C'est à contrecoeur que la copropriétaire de la résidence pour personnes âgées, Chantal Acteau, ferme les portes de son foyer.

Une trentaine de personnes âgées perdent leur loyer

D’ici mercredi, une trentaine de personnes âgées de Sherbrooke devront se trouver une nouvelle demeure. Les familles des aînés ont su jeudi dernier que la Résidence Treizième Nord allait fermer ses portes définitivement.

C'est à contrecoeur que la copropriétaire de la résidence pour personnes âgées, Chantal Acteau, ferme les portes de son foyer. « On sait que c’est court dans le temps. Nous avons pris toutes les mesures nécessaires, le CLSC a pris des résidents en charge. On a beaucoup de support de toutes les familles. Nous sommes 30, mais c’est une ambiance très familiale. Il y a des résidents qui sont ici depuis 10 ans », explique Mme Acteau, à La Tribune lors d'une entrevue téléphonique.

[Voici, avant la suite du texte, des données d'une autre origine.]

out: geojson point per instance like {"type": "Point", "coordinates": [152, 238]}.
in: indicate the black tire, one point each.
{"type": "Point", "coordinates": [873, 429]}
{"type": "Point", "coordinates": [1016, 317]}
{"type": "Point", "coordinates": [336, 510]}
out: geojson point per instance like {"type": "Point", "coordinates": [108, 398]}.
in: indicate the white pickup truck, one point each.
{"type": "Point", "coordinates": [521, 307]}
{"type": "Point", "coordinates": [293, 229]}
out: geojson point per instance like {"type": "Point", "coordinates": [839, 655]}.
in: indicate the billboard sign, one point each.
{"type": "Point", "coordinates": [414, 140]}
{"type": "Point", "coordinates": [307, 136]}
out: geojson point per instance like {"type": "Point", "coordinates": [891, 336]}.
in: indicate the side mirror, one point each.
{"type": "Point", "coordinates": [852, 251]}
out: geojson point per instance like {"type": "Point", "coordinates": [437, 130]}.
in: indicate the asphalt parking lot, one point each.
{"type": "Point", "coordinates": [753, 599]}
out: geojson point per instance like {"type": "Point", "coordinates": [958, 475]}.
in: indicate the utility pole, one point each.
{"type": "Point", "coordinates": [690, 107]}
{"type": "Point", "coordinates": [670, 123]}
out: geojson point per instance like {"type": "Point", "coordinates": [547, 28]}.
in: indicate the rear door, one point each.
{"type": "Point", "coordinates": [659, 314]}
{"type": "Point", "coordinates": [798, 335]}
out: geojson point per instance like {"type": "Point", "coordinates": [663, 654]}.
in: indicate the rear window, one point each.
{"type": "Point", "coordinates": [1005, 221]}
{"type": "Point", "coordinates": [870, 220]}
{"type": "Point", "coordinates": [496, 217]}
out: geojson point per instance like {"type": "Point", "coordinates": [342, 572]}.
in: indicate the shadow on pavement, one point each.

Même si les coeurs sont lourds, les déménagements se déroulent bien. « Des résidents ont été relocalisés samedi, d’autres le seront dimanche et lundi. Ça se passe bien malgré la douleur et la peine. Ça se fait dans le respect. Je vais être présente jusqu’à la fin. Je vais même chercher des boîtes de déménagement. Je les aide à paqueter et ils savent qu’ils peuvent compter sur moi », confirme celle qui est copropriétaire de cette résidence depuis 14 ans.

« On perd une famille, des liens, des amis, poursuit-elle, triste. Une madame m’a confié qu’elle me parle comme si j’étais sa petite-fille. Ça fait neuf ans qu’elle est ici. Il ne faut pas oublier ce côté-là, que ces personnes-là perdent des amis très chers. »

Des changements dispendieux

L’incendie dans un foyer pour personnes âgées à L’Isle-Verte, qui avait fait 32 morts en 2014, a poussé le gouvernement à modifier certaines réglementations en matière de sécurité, ce qui s’est avéré coûteux pour les entreprises. « La Régie des bâtiments a changé quelques codes. Il a fallu se conformer sur d’autres exigences, ce qui a été fait. On a eu de l’aide de l’institution financière pour ces coûts. On sait qu’il va en avoir d’autres », exprime Mme Acteau.

De plus, les locataires devenaient rares pour la Résidence Treizième Nord. « Depuis cinq mois, nous avons cinq chambres vacantes, ce qui nous fait mal. On avait demandé de l’aide au CIUSSS pour qu’ils nous recommandent des personnes. On avait une très bonne réputation et on avait toujours été pleins auparavant. Le fait qu’on est à vendre ne rassurait pas beaucoup les gens », explique Chantal Acteau, ajoutant que le CIUSSS n'a pas répondu à ses attentes. « On ne pouvait plus continuer, on a décidé de fermer les portes », résume-t-elle.